Jim's nemesis turned out to be Margaret Thatcher, who ushered in 30 years of (mostly) over-mighty executive power, bolstered by huge majorities, John Major being the unlucky exception. The chaos of the 70s is all recalled in James Graham's gripping play, This House, soon to return to the National Theatre.

After the three party leaders had their say, all quite gracefully dipping their hands in the blood of their hastily concocted compromise, MPs were quickly back to making boring, self-justificatory speeches.

It's all here and Simon Hoggart's mockery is here. So what? It's Simon's job to mock and MPs job to be boring and responsible much of the time. But what they have shown in the past week or so is the kind of muscle which the post-expenses reforms of 2010 (greater power for backbenchers and their select committees) was meant to achieve. So was the election of a new cadre of MPs. Andrew Tyrie's banking commission has been no City/Treasury pussy cat.

Over Leveson it was the action of opposition and crossbench peers, amending bills in the Lords to exert pressure on the government, which threatened to derail the coalition's legislative programme – and thus forced Cameron to act.

The Daily Beast squealed, but the tactic worked. No 10 tried to apply its own defibulator to the Leveson impasse last week by cancelling Cameron's talks with Clegg and Miliband.
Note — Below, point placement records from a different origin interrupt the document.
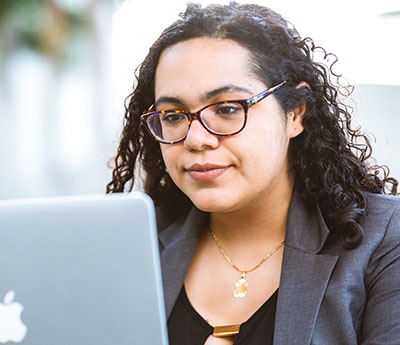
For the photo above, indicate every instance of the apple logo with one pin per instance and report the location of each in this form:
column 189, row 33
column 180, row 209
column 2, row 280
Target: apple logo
column 11, row 326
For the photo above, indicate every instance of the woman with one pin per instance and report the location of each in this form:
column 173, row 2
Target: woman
column 273, row 228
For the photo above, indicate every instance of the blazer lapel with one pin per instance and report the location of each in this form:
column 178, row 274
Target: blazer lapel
column 178, row 243
column 305, row 274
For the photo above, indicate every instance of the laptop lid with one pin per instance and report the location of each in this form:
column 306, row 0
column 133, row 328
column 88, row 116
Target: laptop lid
column 80, row 271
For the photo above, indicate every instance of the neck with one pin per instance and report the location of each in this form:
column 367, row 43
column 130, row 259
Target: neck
column 261, row 223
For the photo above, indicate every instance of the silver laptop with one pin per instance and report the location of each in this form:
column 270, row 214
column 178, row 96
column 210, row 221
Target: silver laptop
column 80, row 271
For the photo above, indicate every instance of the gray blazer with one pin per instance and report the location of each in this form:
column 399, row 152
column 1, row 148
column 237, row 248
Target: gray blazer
column 327, row 295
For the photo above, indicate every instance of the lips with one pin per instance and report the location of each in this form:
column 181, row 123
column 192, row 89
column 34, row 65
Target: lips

They called his bluff back – assisted by 20 or 30 Tory rebels – by stacking up a majority to defeat him.

Very 1970s! Remember, it was two leftwingers, Jeff Rooker and the late Audrey Wise, who combined with the Tory whip on the budget bill, to impose index-linking ("honesty in taxation") on their own minority government and the Treasury: it became the Rooker-Wise amendment.

Backbench MPs have had a terrible press lately, much of it deserved, but not most of it. Peers are usually ignored unless they are caught claiming unjustified expenses or running off with their secretary. Lord Puttnam, who put the Leveson squeeze on No 10 last month, has been given the sort of kicking Fleet St's critics routinely expect.

"Why don't we know who's funding Hacked Off?" a libertarian Tory MP angrily asked me yesterday. We do know some of them – Joseph Rowntree in unlikely alliance with Hugh Grant – but fear of being done over by the press is a powerful incentive for anonymity, I explained.

On press regulation, MPs have decided there may be safety in numbers and are finally calling time in the last chance saloon. Not on a free press, but on rogue elements – as Tom Stoppard, a student of seriously repressive regimes in his native former Czechoslovakia, wrote in Monday's Indy.

There is plenty of small print to hammer out, but even the tabloids are always telling MPs to stand up for ordinary people like the Dowlers, the McCanns or Bristol landlord Christopher Jefferies.

On Monday they did, except the powerful vested interest they stood up to wasn't the energy cartels, the shabby habits of banks, the police or town hall bureaucracy. It was the press. Not convinced? Well, ask yourself how a grieving family will feel about this headline today?